Date: 2026-06-03 Status: Accepted
Context: The STM32 vibration node used a naive O(N^2) DFT implemented from scratch. A TODO in fft.h noted CMSIS-DSP as the upgrade path once the CubeIDE build was finalised.
Decision:
Migrate to arm_rfft_fast_f32 from the CMSIS-DSP library.
Consequences:
- The custom DFT was O(N^2): approximately 16,400 cycles (~171 us) on a 96 MHz Cortex-M4F for N=128.
- CMSIS-DSP gives O(N log N): approximately 1,800 cycles (~19 us) for N=128 - a 9x speedup.
arm_rfft_fast_f32uses the hardware FPU instructions of the Cortex-M4F automatically.- The library is bundled with STM32CubeIDE so there is no extra dependency to manage.
- Sample buffer expanded from 100 to FFT_SIZE=128 (power-of-two required by the algorithm), giving genuine frequency resolution of 0.78 Hz per bin.
Date: 2026-06-03 Status: Accepted
Context: With the repo made public, a community support channel was needed.
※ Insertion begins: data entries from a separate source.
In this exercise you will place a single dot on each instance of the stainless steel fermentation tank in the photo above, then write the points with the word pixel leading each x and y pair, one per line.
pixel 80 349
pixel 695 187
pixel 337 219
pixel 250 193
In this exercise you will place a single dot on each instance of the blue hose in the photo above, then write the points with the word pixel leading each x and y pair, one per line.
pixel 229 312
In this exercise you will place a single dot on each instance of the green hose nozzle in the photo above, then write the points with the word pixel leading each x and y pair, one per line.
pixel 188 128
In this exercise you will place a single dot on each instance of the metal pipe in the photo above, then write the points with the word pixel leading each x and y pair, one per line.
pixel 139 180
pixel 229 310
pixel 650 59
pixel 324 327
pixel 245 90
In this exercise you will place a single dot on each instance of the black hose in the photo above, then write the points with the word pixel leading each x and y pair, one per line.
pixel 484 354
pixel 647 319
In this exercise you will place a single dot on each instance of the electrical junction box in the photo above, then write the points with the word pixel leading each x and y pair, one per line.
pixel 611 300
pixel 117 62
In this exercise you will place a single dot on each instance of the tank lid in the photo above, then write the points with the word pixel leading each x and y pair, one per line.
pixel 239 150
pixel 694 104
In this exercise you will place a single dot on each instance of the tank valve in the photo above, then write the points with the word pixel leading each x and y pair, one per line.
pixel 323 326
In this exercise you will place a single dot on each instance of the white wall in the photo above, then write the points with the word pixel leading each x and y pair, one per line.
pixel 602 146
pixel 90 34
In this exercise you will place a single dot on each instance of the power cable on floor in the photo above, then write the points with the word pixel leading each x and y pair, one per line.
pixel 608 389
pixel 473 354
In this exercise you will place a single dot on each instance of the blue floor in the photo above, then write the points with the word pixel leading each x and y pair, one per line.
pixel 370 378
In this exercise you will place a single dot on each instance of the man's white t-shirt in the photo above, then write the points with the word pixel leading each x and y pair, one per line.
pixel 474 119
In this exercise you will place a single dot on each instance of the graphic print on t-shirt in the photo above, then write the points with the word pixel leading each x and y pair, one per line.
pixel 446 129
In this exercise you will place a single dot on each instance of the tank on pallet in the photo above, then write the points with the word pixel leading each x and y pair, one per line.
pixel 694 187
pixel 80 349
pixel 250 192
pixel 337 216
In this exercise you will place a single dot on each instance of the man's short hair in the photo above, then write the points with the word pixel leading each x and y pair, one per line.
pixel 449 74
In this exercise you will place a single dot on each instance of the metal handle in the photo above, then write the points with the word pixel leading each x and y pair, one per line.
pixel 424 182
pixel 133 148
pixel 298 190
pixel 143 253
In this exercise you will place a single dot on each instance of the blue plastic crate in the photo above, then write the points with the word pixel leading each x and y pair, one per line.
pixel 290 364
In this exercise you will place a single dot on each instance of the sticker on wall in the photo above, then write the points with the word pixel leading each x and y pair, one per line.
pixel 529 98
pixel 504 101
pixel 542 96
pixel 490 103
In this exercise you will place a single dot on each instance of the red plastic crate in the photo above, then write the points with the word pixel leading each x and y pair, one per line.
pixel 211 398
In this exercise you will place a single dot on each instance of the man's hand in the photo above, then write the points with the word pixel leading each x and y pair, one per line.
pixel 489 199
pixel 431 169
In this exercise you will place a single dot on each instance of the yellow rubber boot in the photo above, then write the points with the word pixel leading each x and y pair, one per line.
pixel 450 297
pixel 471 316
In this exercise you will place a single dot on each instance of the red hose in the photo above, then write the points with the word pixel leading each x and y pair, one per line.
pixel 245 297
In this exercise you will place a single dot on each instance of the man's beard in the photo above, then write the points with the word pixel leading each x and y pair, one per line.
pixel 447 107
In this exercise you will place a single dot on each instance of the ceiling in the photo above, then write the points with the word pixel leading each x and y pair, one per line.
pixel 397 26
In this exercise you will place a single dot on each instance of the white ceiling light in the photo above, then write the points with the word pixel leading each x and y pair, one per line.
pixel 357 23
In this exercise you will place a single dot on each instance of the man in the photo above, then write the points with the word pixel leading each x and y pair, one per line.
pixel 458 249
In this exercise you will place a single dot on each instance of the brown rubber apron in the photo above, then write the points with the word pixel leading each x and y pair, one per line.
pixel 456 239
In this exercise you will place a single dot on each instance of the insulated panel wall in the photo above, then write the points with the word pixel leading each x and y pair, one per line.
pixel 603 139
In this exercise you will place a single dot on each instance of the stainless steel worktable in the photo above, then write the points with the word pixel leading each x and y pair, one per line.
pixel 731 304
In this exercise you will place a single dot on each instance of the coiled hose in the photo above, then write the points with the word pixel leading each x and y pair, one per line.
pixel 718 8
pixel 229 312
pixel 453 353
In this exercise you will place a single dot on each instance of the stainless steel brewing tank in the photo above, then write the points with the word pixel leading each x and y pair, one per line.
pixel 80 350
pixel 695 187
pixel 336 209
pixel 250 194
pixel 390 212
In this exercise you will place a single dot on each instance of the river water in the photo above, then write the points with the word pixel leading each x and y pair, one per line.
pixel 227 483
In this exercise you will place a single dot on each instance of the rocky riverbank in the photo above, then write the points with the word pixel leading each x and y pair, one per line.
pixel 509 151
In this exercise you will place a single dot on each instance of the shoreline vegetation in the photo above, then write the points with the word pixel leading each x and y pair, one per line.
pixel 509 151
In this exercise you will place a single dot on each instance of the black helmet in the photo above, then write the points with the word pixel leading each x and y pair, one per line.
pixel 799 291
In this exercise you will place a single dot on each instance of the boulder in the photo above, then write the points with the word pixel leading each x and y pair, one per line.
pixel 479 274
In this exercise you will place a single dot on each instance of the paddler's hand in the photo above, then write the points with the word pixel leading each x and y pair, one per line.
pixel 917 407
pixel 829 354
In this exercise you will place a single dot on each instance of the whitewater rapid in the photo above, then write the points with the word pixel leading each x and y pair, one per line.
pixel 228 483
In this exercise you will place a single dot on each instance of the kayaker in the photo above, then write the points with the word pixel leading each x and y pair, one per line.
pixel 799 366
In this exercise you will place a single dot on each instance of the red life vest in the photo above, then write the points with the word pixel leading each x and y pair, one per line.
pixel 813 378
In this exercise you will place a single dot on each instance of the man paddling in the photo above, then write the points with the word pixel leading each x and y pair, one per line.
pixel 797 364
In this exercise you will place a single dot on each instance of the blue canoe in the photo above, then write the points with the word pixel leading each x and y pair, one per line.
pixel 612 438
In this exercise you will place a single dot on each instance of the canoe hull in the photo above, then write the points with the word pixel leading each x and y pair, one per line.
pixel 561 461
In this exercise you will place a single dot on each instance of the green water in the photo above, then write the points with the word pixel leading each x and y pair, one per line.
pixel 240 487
GitHub Issues was already in use for bug tracking.
Decision: GitHub Discussions for questions and ideas; GitHub Issues for confirmed bugs and accepted feature work only.
Consequences:
- Mixing Q&A and bug tracking in Issues makes triage harder and creates noise for contributors monitoring the issue tracker.
- Discussions has separate categories (General, Ideas, Show and Tell, Bugs) so contributors know where to post without polluting the bug tracker.
- The Bugs discussion category explicitly redirects to Issues once the report is confirmed - the two channels are complementary, not competing.
- CONTRIBUTING.md, SUPPORT.md, README and the FAQ page all direct users to Discussions first.
Date: 2026-06-03 Status: Accepted
Context: Several features require real sensor readings that cannot be simulated: Isolation Forest model training (needs 1-2 weeks of genuine fault/normal data), hardware testing across all 4 nodes, and the node enclosure design (needs breadboard prototyping to confirm fitment). These items are tracked in suggestions/README.md (local only, gitignored) and docs/VERIFICATION.md.
Decision: Do not attempt these items until all four physical nodes (ESP32, STM32 Black Pill, Arduino Nano, Raspberry Pi Pico 2W) are assembled and producing real telemetry. No software workaround will substitute for this.
Blocked items:
- Custom node enclosure design - after all 4 nodes tested on breadboard; options: 3D print (Aston lab), laser cut acrylic, CNC aluminium
- Hardware testing - full sensor suite on all 4 boards; see hardware/wiring/ for pinouts
- Train Isolation Forest - after 1-2 weeks of real telemetry, run backend/ml/train.py and evaluate with evaluate.py
Consequences:
- The ML scoring route already exists and returns a default score of 0.0 until a real model.pkl is present. The system is fully functional without the trained model.
- All firmware code is written and ready; hardware testing is the only remaining gate.
- No code changes are required to unblock these items - the work is purely physical assembly and data collection.